While out of the country, President Trump released his proposed budget for the next fiscal year. In response, the Athenian lawmaker Draco asked if we would finally stop using his name as an adjective. Indeed, Trumpian could replaced Draconian if this budget is any indicator.
While it is unlikely to pass Congress, Trump’s proposed budget would have profoundly negative impacts upon Social Security disability.
Consider some of his proposed changes:
► Reducing SSDI retroactive payments to six months rather than 12 months before the protected filing date. This will take an estimated $9.9 billion over the next ten years from people with disabilities.
► Reinstating reconsideration in ten “prototype” states This is expected to result in more claimants being denied and some dying or becoming discouraged without appealing.
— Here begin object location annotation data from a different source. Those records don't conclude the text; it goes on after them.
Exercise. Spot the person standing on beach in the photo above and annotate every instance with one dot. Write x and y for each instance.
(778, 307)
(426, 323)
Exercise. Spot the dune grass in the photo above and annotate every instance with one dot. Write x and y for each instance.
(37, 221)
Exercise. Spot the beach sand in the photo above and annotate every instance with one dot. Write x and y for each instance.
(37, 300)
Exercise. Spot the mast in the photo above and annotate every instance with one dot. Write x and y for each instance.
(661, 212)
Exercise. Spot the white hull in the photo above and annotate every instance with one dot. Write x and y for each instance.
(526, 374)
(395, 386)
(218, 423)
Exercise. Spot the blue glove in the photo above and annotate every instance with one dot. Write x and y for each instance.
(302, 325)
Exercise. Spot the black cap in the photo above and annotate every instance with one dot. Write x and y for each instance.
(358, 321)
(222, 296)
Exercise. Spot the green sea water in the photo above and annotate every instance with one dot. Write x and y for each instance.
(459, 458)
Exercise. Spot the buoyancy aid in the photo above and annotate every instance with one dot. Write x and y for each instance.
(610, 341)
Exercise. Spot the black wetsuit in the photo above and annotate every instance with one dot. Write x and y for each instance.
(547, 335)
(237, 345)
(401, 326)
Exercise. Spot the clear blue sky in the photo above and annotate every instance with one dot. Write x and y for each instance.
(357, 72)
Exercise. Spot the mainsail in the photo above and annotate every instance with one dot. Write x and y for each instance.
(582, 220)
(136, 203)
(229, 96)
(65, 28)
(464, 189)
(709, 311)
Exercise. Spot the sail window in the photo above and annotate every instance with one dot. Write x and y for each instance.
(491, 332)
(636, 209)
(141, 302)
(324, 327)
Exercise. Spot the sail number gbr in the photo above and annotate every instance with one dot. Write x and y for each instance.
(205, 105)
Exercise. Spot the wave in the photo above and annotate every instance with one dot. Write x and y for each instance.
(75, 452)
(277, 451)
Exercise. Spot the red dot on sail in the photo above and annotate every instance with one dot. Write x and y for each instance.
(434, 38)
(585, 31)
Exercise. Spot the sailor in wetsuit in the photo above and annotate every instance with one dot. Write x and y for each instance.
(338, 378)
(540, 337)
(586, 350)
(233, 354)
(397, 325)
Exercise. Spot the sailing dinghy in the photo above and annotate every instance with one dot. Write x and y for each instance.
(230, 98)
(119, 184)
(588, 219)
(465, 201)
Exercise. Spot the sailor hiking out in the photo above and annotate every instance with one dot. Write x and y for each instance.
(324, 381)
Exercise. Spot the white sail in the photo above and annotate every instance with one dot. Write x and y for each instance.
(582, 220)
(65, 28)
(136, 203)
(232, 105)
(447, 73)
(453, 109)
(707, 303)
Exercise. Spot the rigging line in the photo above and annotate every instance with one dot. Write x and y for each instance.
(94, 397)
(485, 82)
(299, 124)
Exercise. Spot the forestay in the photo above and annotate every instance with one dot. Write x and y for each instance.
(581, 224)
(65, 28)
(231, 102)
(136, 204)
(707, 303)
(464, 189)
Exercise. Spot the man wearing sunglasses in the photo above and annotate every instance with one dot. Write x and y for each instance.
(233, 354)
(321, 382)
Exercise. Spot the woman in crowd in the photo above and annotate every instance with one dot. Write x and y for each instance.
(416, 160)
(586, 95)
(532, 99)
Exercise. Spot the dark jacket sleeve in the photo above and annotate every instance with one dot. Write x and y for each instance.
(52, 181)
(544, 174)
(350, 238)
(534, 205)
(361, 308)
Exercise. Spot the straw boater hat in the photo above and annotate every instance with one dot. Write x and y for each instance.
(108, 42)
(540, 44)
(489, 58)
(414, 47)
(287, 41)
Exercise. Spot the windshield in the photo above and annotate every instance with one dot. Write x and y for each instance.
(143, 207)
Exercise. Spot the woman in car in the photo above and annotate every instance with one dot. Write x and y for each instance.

► Creating an “expert panel” to recommend program changes to SSI and SSDI, with the goal of a 5% reduction in benefits by 2027.
► The budget proposal suggests requiring claimants to receive specific medical treatments or prove they looked for work, or limiting the amount of time beneficiaries can receive benefits, among the possible changes.
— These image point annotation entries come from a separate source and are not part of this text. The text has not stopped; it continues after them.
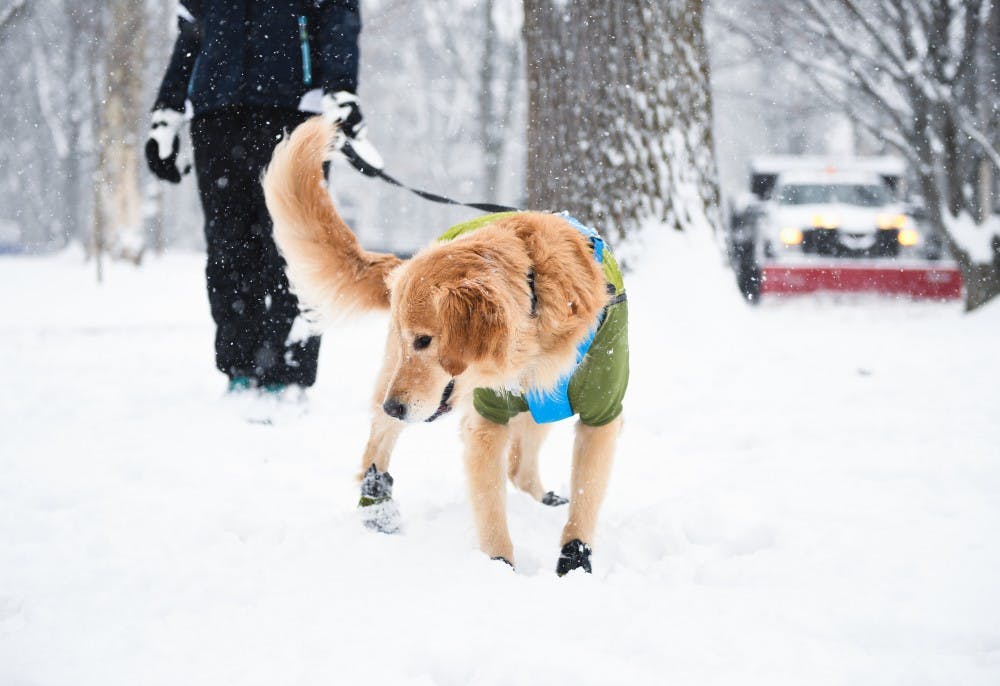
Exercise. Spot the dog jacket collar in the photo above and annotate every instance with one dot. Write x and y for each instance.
(553, 405)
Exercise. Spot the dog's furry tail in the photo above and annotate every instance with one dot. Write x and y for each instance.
(327, 268)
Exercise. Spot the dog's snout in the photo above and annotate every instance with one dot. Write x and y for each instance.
(394, 408)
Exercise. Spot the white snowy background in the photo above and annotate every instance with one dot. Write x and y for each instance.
(805, 493)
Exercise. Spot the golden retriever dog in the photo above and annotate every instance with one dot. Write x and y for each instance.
(500, 309)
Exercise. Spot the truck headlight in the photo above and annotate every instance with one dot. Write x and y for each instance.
(791, 236)
(826, 221)
(908, 237)
(891, 221)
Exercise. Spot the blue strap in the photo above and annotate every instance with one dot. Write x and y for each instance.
(554, 405)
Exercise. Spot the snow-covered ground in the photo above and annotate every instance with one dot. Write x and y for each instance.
(806, 493)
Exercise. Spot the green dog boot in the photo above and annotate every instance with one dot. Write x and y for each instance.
(239, 384)
(377, 508)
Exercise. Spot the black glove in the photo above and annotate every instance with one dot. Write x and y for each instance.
(164, 144)
(343, 109)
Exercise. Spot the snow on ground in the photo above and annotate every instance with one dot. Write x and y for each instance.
(806, 492)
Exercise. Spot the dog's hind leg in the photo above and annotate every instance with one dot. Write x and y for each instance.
(522, 460)
(593, 453)
(484, 447)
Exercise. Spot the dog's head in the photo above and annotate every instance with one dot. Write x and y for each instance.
(455, 317)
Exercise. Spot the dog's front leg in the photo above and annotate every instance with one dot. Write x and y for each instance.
(593, 453)
(378, 510)
(484, 447)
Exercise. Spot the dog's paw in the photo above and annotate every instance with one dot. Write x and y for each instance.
(574, 555)
(381, 516)
(378, 510)
(553, 500)
(503, 559)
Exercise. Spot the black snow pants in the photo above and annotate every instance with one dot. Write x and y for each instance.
(248, 291)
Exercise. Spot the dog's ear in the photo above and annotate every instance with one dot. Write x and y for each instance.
(473, 327)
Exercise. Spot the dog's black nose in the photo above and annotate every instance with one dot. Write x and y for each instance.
(394, 408)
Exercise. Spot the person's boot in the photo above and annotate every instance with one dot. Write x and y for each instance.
(574, 555)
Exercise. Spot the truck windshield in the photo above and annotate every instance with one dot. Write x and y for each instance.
(864, 195)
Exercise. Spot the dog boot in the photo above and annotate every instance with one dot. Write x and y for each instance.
(553, 500)
(574, 555)
(378, 510)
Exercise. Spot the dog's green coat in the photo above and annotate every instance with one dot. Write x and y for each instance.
(598, 385)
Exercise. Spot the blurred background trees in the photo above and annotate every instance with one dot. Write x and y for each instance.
(458, 91)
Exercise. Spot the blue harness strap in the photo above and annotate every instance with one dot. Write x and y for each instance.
(553, 405)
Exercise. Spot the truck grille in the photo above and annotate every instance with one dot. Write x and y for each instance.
(828, 242)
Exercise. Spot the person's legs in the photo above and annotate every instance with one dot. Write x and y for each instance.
(284, 355)
(220, 155)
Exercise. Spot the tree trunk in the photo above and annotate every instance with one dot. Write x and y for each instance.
(619, 113)
(119, 214)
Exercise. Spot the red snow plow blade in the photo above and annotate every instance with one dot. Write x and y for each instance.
(937, 283)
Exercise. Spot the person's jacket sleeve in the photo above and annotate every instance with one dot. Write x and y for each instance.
(174, 87)
(336, 25)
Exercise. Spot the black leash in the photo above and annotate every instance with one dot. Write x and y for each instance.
(434, 197)
(358, 163)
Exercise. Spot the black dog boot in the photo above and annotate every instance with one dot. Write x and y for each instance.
(553, 500)
(378, 510)
(574, 555)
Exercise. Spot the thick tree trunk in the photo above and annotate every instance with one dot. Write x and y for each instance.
(619, 113)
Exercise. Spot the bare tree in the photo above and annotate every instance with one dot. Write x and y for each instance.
(919, 74)
(619, 112)
(118, 219)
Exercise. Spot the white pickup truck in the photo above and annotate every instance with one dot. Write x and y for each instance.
(820, 225)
► Reducing SSDI benefits when an individual attempts to work, is laid off, and then receives unemployment benefits.
► Changing workers’ compensation laws to save the DI trust funds money at the expense of state workers’ compensation programs.
► Establishing a one-year probationary period for new ALJs, which could interfere with their decisional independence.
► Limiting SSI payments for individuals living with other SSI recipients.
► Excluding Social Security overpayments from discharge in bankruptcy proceedings, and increasing the minimum withholding to repay overpayments from $10 a month to 10% of benefits.
Every Aspect of Disability Under Attack
This budget amounts to a surgical strike upon Social Security disability. Whoever crafted these proposals studied Social Security disability in detail to figure out how to do the maximum amount of harm. If passed, these changes would attack every aspect of Social Security disability. They would make it harder for judges to independently decide cases, for claimants to apply and get approved, for beneficiaries to try to get back to work. The proposals would even interfere with the rights of SSI recipients to live with whom they want to live.
Truly, I say to you, as you did it to one of the least of these my brothers, you did it to me. Matthew 25:40
Such proposed changes are not, in truth, necessary modifications of a successful program. Rather, this budget proposal does nothing less than attempt to so weaken Social Security disability as to render it useless. When you combine this with other proposed changes, such as gutting Medicaid, it seems apparent that Trump has all but declared war on our most vulnerable fellow citizens.
First They Came For The Disabled. . .
If you disagree that the Federal government should set out to make the lives of the poorest and sickest even worse, call your member of Congress today. If you do nothing, you may discover that Social Security disability benefits are no longer there if you ever needed them.